Elections in Kenya are extremely expensive and much more taxing on the typical voter than in Europe or the U.S. The national expense has been made and few are happy with it. No reason to add more troubles to yourself by actually going to vote.
The outcome of Kenya’s election is preset because of tribal affiliations. I had written more hopefully in the last few years especially after talking with so many younger Kenyans. But it looks like it’s going to take another generation before tribal allegiances give way to ideas.
So whether the election is perfectly free and fair or horribly corrupt, the outcome will be same.

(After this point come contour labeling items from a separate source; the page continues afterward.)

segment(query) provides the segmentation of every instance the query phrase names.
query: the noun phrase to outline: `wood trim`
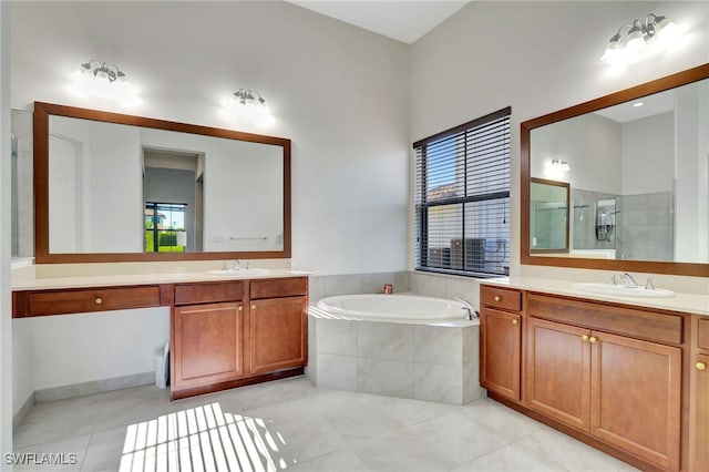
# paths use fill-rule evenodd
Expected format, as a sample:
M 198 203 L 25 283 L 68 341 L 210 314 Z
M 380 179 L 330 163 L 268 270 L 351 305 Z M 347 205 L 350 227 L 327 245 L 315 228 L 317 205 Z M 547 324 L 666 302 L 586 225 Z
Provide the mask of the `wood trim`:
M 616 459 L 619 459 L 624 462 L 627 462 L 630 465 L 636 466 L 637 469 L 645 471 L 645 472 L 666 472 L 665 469 L 659 469 L 657 465 L 650 464 L 646 461 L 643 461 L 638 458 L 636 458 L 635 455 L 630 455 L 624 451 L 620 451 L 612 445 L 606 444 L 605 442 L 602 442 L 597 439 L 594 439 L 592 437 L 589 437 L 588 434 L 578 431 L 572 427 L 568 427 L 564 423 L 561 423 L 558 421 L 555 421 L 554 419 L 538 413 L 534 410 L 531 410 L 528 407 L 525 407 L 524 404 L 517 403 L 514 400 L 510 400 L 501 394 L 497 394 L 495 392 L 487 392 L 487 398 L 496 401 L 499 403 L 504 404 L 505 407 L 508 407 L 526 417 L 530 417 L 541 423 L 546 424 L 549 428 L 554 428 L 555 430 L 566 434 L 566 435 L 571 435 L 574 439 L 577 439 L 578 441 L 588 444 L 599 451 L 605 452 L 608 455 L 613 455 Z
M 202 134 L 282 147 L 284 151 L 284 249 L 219 253 L 85 253 L 49 252 L 49 115 L 154 127 L 181 133 Z M 34 102 L 34 259 L 37 264 L 125 263 L 168 260 L 277 259 L 291 257 L 291 142 L 285 137 L 245 133 L 143 116 Z
M 254 279 L 249 283 L 249 298 L 257 300 L 261 298 L 297 297 L 308 294 L 308 278 L 269 278 Z
M 559 181 L 549 181 L 547 178 L 536 178 L 536 177 L 531 177 L 530 178 L 530 186 L 531 184 L 544 184 L 544 185 L 551 185 L 551 186 L 555 186 L 555 187 L 562 187 L 562 188 L 566 188 L 566 237 L 564 240 L 564 247 L 562 249 L 530 249 L 532 253 L 534 254 L 559 254 L 559 253 L 568 253 L 571 245 L 569 245 L 569 239 L 568 239 L 568 234 L 571 230 L 571 201 L 572 201 L 572 188 L 568 182 L 559 182 Z M 530 192 L 532 192 L 530 189 Z M 532 194 L 530 194 L 532 195 Z M 531 197 L 530 197 L 531 198 Z
M 709 78 L 709 63 L 521 123 L 521 264 L 709 277 L 709 264 L 533 256 L 530 252 L 530 133 L 535 127 Z
M 522 317 L 483 307 L 480 310 L 480 347 L 481 386 L 518 401 Z
M 684 318 L 677 314 L 530 294 L 527 315 L 636 339 L 682 343 Z
M 243 280 L 175 285 L 175 305 L 201 305 L 218 301 L 239 301 L 246 290 Z
M 277 372 L 261 373 L 258 376 L 245 377 L 243 379 L 229 380 L 226 382 L 213 383 L 204 387 L 185 388 L 179 390 L 172 390 L 169 393 L 171 400 L 179 400 L 183 398 L 195 397 L 205 393 L 214 393 L 222 390 L 233 389 L 236 387 L 253 386 L 255 383 L 269 382 L 271 380 L 286 379 L 288 377 L 302 376 L 305 368 L 298 367 L 295 369 L 284 369 Z

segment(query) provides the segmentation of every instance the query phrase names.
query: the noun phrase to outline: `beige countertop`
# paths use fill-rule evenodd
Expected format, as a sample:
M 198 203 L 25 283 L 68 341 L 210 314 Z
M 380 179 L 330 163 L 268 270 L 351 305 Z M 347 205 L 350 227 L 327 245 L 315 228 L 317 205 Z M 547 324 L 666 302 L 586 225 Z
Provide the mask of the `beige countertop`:
M 574 288 L 575 281 L 536 277 L 492 278 L 481 280 L 480 284 L 709 316 L 709 294 L 681 294 L 676 291 L 675 296 L 670 298 L 624 297 L 577 290 Z
M 310 273 L 284 268 L 268 269 L 268 274 L 214 275 L 205 271 L 157 273 L 157 274 L 114 274 L 86 275 L 71 277 L 32 277 L 13 280 L 12 290 L 44 290 L 62 288 L 90 288 L 152 284 L 184 284 L 194 281 L 225 281 L 259 278 L 302 277 Z

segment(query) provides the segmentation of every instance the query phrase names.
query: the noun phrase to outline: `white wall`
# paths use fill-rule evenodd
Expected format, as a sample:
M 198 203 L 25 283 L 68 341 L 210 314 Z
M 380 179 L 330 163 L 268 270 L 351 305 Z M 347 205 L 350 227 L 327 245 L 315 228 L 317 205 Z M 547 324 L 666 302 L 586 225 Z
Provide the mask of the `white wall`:
M 142 253 L 143 176 L 140 133 L 134 126 L 50 117 L 60 142 L 76 144 L 74 185 L 50 178 L 50 250 L 52 253 Z M 50 147 L 52 143 L 50 138 Z M 58 153 L 50 153 L 56 156 Z M 50 158 L 50 170 L 55 160 Z M 50 172 L 54 177 L 61 173 Z M 52 205 L 68 201 L 74 207 Z M 75 194 L 75 195 L 74 195 Z M 66 226 L 74 226 L 75 230 Z M 60 238 L 58 235 L 69 235 Z
M 0 2 L 0 453 L 12 452 L 10 315 L 10 8 Z M 0 470 L 12 470 L 2 461 Z
M 531 176 L 568 182 L 572 188 L 621 192 L 623 135 L 618 123 L 588 114 L 537 127 L 530 136 Z M 552 160 L 566 161 L 571 171 L 549 175 L 545 164 Z
M 608 39 L 624 22 L 650 11 L 685 27 L 684 43 L 614 73 L 599 60 Z M 520 123 L 709 62 L 708 21 L 709 3 L 699 1 L 471 2 L 413 44 L 411 137 L 512 106 L 511 228 L 512 247 L 518 248 Z M 557 274 L 521 266 L 518 249 L 512 253 L 511 273 Z M 561 274 L 589 276 L 573 269 Z
M 292 266 L 405 269 L 407 44 L 285 2 L 2 4 L 13 13 L 12 107 L 44 101 L 230 129 L 220 101 L 257 90 L 276 123 L 240 131 L 292 140 Z M 90 59 L 119 64 L 142 105 L 72 95 L 69 76 Z M 168 318 L 136 314 L 34 319 L 34 388 L 150 370 Z M 99 342 L 109 331 L 111 345 Z
M 671 192 L 675 181 L 675 113 L 623 123 L 623 195 Z M 692 208 L 692 212 L 695 208 Z

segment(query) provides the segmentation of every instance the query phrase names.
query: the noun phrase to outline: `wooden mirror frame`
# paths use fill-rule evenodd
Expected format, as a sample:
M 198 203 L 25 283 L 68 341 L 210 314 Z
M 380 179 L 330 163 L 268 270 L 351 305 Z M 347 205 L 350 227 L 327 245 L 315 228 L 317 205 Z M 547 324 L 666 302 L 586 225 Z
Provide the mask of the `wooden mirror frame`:
M 530 252 L 530 133 L 532 130 L 562 120 L 592 113 L 619 103 L 637 100 L 669 89 L 675 89 L 700 80 L 709 79 L 709 63 L 688 69 L 630 89 L 621 90 L 596 100 L 569 106 L 521 124 L 521 264 L 531 266 L 575 267 L 582 269 L 626 270 L 654 274 L 709 277 L 709 263 L 678 263 L 658 260 L 618 260 L 580 257 L 537 256 Z M 535 253 L 536 254 L 536 253 Z
M 564 240 L 564 247 L 563 248 L 557 248 L 557 249 L 532 249 L 530 248 L 530 252 L 532 254 L 564 254 L 564 253 L 568 253 L 571 250 L 571 245 L 569 245 L 569 215 L 571 215 L 571 201 L 572 201 L 572 188 L 571 185 L 568 184 L 568 182 L 559 182 L 559 181 L 549 181 L 547 178 L 536 178 L 536 177 L 530 177 L 530 184 L 542 184 L 542 185 L 549 185 L 549 186 L 554 186 L 554 187 L 559 187 L 559 188 L 565 188 L 566 189 L 566 237 Z M 530 185 L 531 186 L 531 185 Z M 532 191 L 530 189 L 530 196 L 532 196 Z M 531 198 L 530 198 L 531 199 Z M 531 204 L 532 202 L 530 202 Z M 528 208 L 530 212 L 532 212 L 532 207 L 530 206 Z M 530 213 L 527 213 L 528 215 Z M 531 235 L 530 235 L 531 236 Z M 527 240 L 527 244 L 530 244 L 530 242 Z
M 66 116 L 106 123 L 151 127 L 181 133 L 201 134 L 227 140 L 280 146 L 284 151 L 284 248 L 282 250 L 204 252 L 204 253 L 73 253 L 49 252 L 49 116 Z M 124 115 L 96 110 L 79 109 L 34 102 L 34 261 L 35 264 L 178 261 L 219 259 L 290 258 L 290 140 L 244 133 L 218 127 L 176 123 L 164 120 Z

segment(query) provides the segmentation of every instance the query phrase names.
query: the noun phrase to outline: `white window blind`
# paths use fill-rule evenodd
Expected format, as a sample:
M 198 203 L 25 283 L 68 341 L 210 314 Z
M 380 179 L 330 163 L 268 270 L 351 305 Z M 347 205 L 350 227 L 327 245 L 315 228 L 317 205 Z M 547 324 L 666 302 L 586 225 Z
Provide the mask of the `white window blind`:
M 413 143 L 418 269 L 510 274 L 510 114 Z

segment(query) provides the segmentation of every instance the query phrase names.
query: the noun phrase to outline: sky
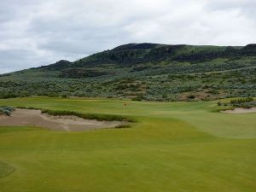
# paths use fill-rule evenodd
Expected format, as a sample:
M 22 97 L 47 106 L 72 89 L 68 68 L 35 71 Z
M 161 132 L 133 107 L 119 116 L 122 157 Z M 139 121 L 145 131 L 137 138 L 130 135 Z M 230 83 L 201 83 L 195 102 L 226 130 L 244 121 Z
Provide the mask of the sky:
M 256 43 L 255 0 L 0 0 L 0 73 L 129 43 Z

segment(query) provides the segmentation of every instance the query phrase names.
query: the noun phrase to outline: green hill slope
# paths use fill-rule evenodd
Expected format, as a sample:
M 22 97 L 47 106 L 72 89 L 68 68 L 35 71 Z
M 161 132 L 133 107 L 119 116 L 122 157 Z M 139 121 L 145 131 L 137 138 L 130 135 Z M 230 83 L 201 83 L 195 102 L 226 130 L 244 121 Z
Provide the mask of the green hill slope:
M 0 76 L 0 97 L 31 95 L 212 100 L 256 96 L 256 44 L 130 44 Z

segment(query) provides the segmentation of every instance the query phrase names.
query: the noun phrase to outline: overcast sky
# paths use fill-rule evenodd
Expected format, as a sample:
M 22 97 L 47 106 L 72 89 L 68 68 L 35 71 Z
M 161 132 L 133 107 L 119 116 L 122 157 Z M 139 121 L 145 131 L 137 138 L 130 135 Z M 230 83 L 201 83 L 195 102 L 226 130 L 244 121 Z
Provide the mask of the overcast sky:
M 143 42 L 256 43 L 256 1 L 0 0 L 0 73 Z

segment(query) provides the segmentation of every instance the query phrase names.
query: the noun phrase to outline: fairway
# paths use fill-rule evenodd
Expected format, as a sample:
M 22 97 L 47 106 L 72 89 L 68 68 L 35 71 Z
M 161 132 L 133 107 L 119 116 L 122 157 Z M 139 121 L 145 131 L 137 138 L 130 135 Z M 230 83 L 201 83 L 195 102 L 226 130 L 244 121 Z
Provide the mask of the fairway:
M 256 191 L 256 113 L 218 113 L 217 101 L 37 96 L 3 105 L 129 115 L 137 123 L 82 132 L 0 127 L 1 192 Z

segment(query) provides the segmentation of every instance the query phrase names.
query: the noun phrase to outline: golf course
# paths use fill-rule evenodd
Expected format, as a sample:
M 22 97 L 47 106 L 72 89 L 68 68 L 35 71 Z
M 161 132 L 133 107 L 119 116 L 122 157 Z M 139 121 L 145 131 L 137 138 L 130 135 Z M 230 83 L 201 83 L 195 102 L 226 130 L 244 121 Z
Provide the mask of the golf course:
M 2 99 L 137 122 L 84 131 L 0 126 L 0 191 L 254 192 L 256 113 L 220 113 L 217 102 Z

There is much more to garner from this than just the news in Kenya. If you as a voter feel that the “outcome” is preset, you believe no choice is possible. You believe that your views will not be reflected in the government overseeing you.
Outcome is not simply the person who wins this or that office. We know in America that our current system is dysfunctional. It no longer seems to matter which candidate wins: There’s been no progress in the lives of any individuals except the very powerful and rich who control government.
The underclasses in America have been sinking for 3-4 decades.
All that government does is recreate itself for the rich and powerful.
What’s the point in voting?
When a society reaches this stage civil disturbances grow. Watch Kenya. Opposition leaders start to organize outside the existing institutions. Democracy is seriously compromised and remains meaningful only within increasingly smaller geopolitical areas.
Kenya has in effect run the gamut of democracy. Whatever Kenya looks like in two or three weeks, it will certainly not be democratic.
It would be harder for America to end up the same way. We have a much longer history with democracy: there will be great reluctance to try anything else. Political allegiances actually seem to be somewhat in flux at the moment; they are not intransigently tribal as in Kenya, at least not yet. Our democracy might be saved.
But it all comes down to assuring not just that every citizen votes, but that every citizen can have a meaningful vote.
In that sense, America right now is no different than Kenya.